The general public’s expectations that interest rates will rise over the next year have declined, despite the guidance from the Bank of England that the cost of borrowing is likely to go up over that time.
The latest Inflation Attitudes survey conducted by TNS from the Bank shows that the proportion of respondents who think rates will rise over the next 12 months was 51 per cent, down from 58 per cent in February.
Last November the proportion was 63 per cent.
And a quarter of respondents said they had no idea how rates were likely to change over the next year – the highest in the survey’s 18-year history.
The survey was conducted between 4 and 8 May. On 10 May the Bank held off from a rate rise citing the slump in GDP growth in the first quarter of 2018 to a five-year low as a reason to delay.
However, the Bank’s Governor, Mark Carney, also stressed at that time that “if the economy evolves in line with…projections…a modest tightening of monetary policy over the forecast period will be appropriate to return inflation sustainably to its target”.
And the Bank’s deputy governor, Dave Ramsden, said on Thursday that without three rate rises over the next three years inflation was likely to remain over the Bank’s official 2 per cent target.
Financial markets are currently pricing in a reasonably high probability that the Bank will hike rates again as soon as August, from 0.5 per cent to 0.75 per cent.
The Bank has argued that the slump in GDP growth in the first quarter of the year to just 0.1 per cent was essentially a consequence of the bad weather in February and March and that the economy will likely bounce back to 0.4 per cent growth in the second quarter.
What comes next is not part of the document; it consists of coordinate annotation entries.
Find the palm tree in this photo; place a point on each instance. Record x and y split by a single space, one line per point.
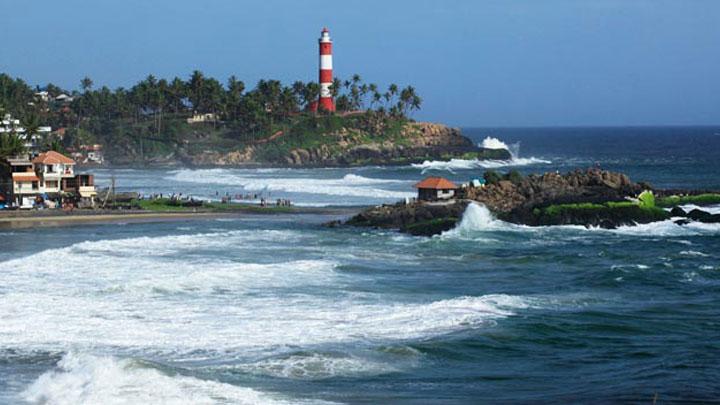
197 93
86 84
31 124
10 145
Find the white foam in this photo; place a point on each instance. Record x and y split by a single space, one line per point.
167 295
694 253
87 379
666 228
712 209
477 218
318 366
472 164
493 143
349 185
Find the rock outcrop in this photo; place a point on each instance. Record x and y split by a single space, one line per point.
415 143
594 198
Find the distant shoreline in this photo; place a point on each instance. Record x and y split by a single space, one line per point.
52 218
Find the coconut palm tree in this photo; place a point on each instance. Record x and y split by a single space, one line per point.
86 84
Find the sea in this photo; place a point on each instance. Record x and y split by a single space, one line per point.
253 309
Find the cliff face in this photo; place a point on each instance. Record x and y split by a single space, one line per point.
592 198
510 199
414 143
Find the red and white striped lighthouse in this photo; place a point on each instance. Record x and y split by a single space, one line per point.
325 102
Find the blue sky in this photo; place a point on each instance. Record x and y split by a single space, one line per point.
475 62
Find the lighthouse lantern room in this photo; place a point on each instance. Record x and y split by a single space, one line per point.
325 101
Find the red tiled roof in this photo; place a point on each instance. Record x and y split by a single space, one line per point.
25 177
436 183
52 158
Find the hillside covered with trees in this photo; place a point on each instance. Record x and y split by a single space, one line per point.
203 121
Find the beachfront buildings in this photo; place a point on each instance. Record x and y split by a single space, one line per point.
32 141
50 180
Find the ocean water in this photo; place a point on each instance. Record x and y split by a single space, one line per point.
279 309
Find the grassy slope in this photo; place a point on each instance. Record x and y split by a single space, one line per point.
166 205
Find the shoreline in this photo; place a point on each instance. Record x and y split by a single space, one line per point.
31 219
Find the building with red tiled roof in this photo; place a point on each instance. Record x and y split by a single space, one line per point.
49 177
435 188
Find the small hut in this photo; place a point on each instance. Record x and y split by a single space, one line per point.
435 188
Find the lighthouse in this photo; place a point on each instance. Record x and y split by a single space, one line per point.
325 101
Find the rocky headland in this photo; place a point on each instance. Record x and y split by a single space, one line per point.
593 198
413 142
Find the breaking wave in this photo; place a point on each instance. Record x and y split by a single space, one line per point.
470 164
87 379
477 218
175 296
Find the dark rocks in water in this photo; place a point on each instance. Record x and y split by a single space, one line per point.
419 218
678 212
593 198
430 228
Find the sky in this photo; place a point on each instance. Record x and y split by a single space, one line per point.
475 62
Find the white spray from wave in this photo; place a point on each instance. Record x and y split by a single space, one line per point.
87 379
477 218
469 164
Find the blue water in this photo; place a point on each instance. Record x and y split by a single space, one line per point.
254 309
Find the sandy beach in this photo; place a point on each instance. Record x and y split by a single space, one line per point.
64 219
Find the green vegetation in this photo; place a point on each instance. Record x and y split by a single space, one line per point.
491 177
513 176
614 210
150 119
431 227
699 199
647 199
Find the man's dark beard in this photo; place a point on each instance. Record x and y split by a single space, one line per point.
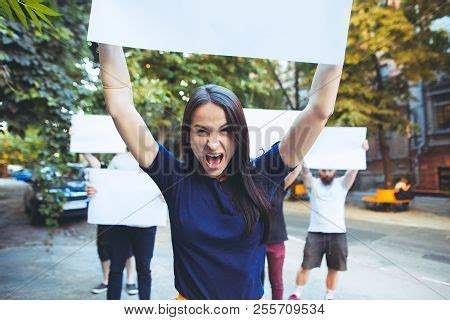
327 180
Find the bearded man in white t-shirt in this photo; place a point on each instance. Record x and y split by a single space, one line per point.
327 231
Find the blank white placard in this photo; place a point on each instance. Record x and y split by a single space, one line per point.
125 198
294 30
337 148
95 134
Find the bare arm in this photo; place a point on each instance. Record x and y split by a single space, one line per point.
306 177
290 178
92 160
119 103
308 125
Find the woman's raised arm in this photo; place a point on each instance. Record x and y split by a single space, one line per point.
308 125
119 103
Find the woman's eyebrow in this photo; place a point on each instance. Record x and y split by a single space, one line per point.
200 126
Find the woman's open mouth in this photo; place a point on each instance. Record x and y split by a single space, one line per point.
213 160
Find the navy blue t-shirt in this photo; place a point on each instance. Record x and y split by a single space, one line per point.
213 256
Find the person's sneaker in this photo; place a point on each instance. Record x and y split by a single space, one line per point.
100 288
132 289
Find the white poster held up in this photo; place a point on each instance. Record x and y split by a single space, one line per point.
293 30
95 134
125 198
338 148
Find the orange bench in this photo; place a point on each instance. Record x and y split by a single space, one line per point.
300 190
385 199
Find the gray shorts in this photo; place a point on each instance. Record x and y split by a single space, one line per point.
332 245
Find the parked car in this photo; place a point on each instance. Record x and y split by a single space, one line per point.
73 188
20 173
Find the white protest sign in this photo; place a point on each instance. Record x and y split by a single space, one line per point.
95 134
293 30
337 148
125 198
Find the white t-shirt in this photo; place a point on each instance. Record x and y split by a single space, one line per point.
327 206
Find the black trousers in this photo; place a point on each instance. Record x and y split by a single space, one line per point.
142 242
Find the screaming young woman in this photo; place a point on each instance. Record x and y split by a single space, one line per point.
219 200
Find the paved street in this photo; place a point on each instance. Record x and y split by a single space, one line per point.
392 255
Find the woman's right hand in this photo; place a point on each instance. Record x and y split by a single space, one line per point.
91 191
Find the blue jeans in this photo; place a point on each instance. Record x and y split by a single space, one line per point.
142 242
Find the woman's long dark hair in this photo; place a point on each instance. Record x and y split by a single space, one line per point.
246 192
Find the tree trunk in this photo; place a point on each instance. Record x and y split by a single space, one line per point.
385 158
162 135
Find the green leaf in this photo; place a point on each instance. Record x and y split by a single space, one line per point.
7 9
34 18
44 9
45 19
20 14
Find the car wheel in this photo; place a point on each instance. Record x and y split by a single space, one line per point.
31 204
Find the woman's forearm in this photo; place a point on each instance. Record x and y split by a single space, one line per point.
308 125
116 79
324 89
119 102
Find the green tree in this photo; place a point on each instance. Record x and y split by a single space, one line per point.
39 75
388 48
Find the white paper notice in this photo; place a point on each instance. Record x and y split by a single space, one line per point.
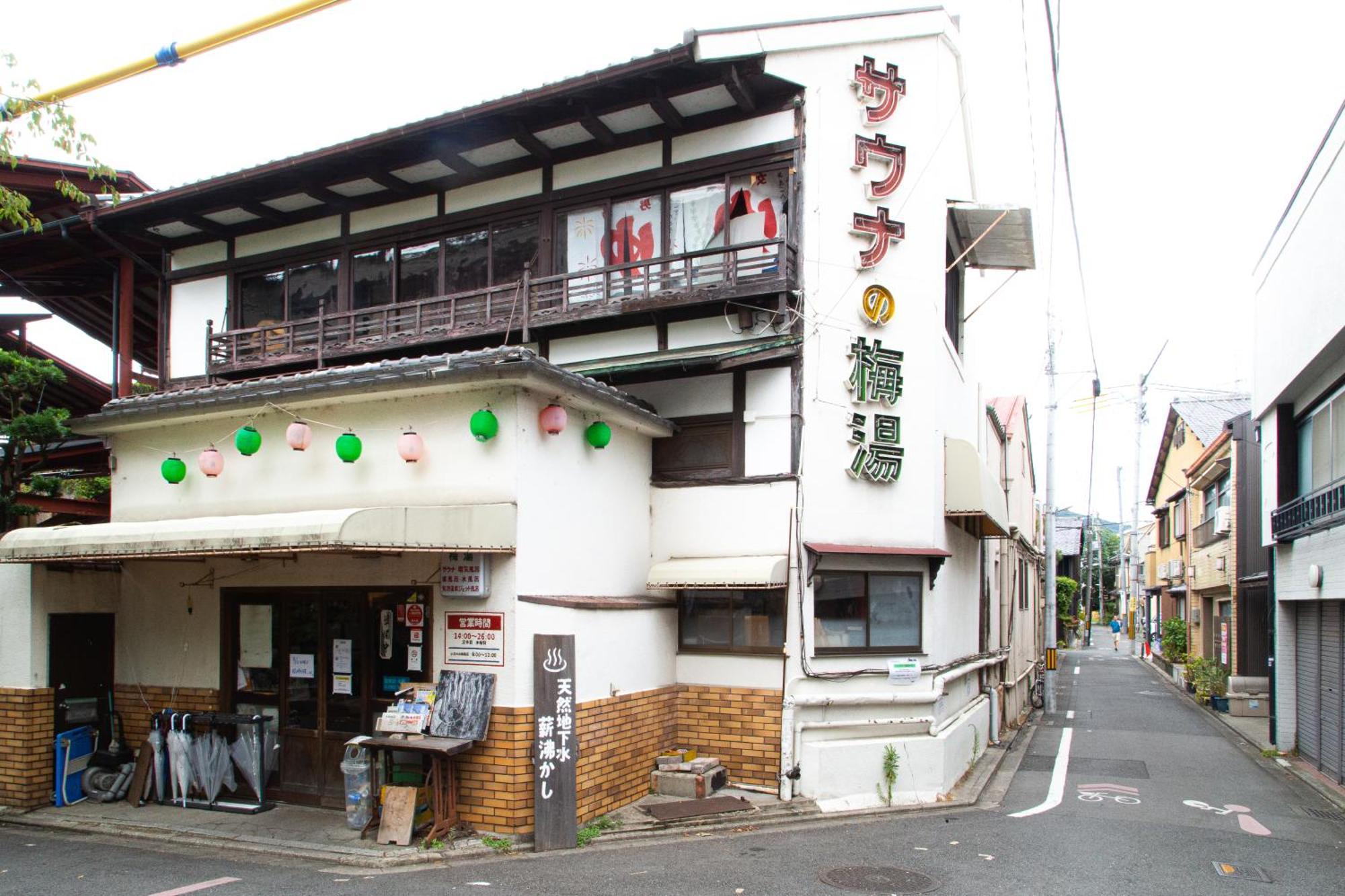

Mr Ramsden said that the survey data released over the past month so far supported that view.
Other findings from the latest TNS survey were that that 22 per cent of people thought rates might stay the same over the next year, up from 18 per cent in February.
And asked to give the current rate of inflation, the median answer was 3.1 per cent, the same as April. Median expectations for inflation over the coming year were 2.9 per cent, unchanged from February.
Consumer Price Index inflation actually dipped unexpectedly to 2.4 per cent in April.
“Slightly disappointing news for the Bank of England,” said Howard Archer of the EY Item Club. “It may well be that highly visible rising petrol prices have prevented inflation expectations from falling back.”